Day? Maybe of the week. A friend passed along a recent interview with The Wire creator, David Simon.
It’s one thing to recognize capitalism for the powerful economic tool it is and to acknowledge that, for better or for worse, we’re stuck with it and, hey, thank God we have it. There’s not a lot else that can produce mass wealth with the dexterity that capitalism can. But to mistake it for a social framework is an incredible intellectual corruption and it’s one that the West has accepted as a given since 1980—since Reagan. Human beings—in this country in particular—are worth less and less. When capitalism triumphs unequivocally, labor is diminished. It’s a zero-sum game. People paid a much higher tax rate when Eisenhower was president, a much higher tax rate for the benefit of society, and all of us had more of a sense that we were included….I guess what I’m saying is that the overall theme was: We’ve given ourselves over to the Olympian god that is capitalism and now we’re reaping the whirlwind. This is the America that unencumbered capitalism has built. It’s the America that we deserve because we let it happen. We don’t deserve anything better. The Wire was trying to take the scales from people’s eyes and say, “This is what you’ve built. Take a look at it.” It’s an accurate portrayal of the problems inherent in American cities.
I’m not a devotee of the show. I’ve only watched a single episode in its entirety. I’ve been told by so many that I would love it, primarily because it speaks to the poli sci/urban planner parts of my brain. I just haven’t been ready to watch it yet. I think the landscape strikes familiar nerves for me of 1980s, 1990s Milwaukee. And sometimes, I just don’t want to be reminded of that. But Simon is more than a writer, he’s a social political historian, as evidence by this interview. And this one.
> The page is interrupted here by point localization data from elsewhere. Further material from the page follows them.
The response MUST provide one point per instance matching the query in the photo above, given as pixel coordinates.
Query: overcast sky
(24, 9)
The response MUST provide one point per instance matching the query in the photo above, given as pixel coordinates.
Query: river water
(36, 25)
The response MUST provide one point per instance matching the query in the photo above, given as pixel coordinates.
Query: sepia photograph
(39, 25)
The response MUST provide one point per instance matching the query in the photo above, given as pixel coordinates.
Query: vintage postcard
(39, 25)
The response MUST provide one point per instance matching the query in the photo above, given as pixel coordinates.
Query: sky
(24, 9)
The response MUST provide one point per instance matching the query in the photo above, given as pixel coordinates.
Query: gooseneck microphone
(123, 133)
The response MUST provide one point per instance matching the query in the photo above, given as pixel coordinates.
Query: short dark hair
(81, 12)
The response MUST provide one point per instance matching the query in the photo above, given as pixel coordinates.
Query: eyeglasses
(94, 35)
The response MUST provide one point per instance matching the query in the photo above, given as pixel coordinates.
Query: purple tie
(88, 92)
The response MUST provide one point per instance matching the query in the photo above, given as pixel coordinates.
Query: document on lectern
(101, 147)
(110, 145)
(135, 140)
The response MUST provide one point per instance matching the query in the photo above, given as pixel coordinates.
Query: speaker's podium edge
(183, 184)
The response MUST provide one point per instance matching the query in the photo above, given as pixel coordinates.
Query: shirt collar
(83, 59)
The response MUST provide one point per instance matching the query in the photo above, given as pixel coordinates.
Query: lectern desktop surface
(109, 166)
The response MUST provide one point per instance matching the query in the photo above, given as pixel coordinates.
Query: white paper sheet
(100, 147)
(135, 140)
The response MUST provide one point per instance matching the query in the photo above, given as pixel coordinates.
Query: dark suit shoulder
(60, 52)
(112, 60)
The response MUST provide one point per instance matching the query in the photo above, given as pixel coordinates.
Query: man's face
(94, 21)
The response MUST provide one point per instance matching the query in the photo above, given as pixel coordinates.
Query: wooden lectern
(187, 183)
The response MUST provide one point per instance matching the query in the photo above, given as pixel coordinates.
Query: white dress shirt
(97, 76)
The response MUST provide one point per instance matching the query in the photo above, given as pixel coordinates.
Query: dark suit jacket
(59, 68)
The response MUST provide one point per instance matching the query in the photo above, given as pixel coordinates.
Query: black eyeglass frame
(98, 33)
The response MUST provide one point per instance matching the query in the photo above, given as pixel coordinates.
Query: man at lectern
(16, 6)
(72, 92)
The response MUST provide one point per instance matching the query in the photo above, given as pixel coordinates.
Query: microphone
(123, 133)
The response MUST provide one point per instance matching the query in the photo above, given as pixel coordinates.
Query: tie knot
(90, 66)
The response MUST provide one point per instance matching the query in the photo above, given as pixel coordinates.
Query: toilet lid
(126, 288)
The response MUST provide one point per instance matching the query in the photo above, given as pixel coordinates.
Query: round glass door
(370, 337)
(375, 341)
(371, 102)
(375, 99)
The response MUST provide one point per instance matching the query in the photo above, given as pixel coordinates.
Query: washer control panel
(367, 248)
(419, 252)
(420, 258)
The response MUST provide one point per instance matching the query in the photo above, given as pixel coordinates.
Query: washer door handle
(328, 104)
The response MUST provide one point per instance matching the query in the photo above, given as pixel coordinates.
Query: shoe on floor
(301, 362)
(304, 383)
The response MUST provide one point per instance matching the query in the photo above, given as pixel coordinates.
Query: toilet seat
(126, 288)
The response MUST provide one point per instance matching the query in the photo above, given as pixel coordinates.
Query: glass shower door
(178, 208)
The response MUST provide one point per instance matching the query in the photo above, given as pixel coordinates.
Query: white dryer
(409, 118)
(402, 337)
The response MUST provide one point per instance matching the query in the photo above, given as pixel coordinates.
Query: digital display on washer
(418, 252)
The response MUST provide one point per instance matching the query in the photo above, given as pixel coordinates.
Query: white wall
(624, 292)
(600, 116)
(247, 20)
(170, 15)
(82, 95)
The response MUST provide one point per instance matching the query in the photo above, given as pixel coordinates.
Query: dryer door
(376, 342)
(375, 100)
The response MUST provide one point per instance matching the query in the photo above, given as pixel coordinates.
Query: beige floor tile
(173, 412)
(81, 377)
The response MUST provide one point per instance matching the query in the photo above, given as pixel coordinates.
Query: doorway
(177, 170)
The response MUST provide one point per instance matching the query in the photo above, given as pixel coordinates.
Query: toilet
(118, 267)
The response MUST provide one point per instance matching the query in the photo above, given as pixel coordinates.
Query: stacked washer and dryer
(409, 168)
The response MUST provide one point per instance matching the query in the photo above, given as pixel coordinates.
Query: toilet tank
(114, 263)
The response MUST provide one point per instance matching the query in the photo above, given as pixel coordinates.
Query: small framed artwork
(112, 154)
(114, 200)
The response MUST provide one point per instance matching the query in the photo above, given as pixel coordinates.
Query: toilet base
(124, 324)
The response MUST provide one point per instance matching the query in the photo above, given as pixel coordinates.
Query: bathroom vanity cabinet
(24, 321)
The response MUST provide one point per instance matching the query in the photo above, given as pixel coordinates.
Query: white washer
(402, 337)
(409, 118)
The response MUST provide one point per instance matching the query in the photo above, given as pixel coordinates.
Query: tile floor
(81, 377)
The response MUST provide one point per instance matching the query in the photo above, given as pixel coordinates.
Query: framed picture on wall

Someone once told me that they felt that Simon was the heir to Charles Dickens’ throne. The Wire is more than a series according to all my friends, it’s a body of knowledge, a serial drama that has presented case studies with human faces and emotions. A sprawling Victorian drama for the digital age with all the complexity you’d find in A Tale of Two Cities or in any of Trollope’s or Thackeray’s works. These characters were more than statistics, and by humanizing social problems, as well as the large systems that push and pull people into making choices that aren’t always in their best interests. And these questions loom large as we seek answers and the economy grinds forward into the unknown.
I guess I need to reinstate my Netflix account.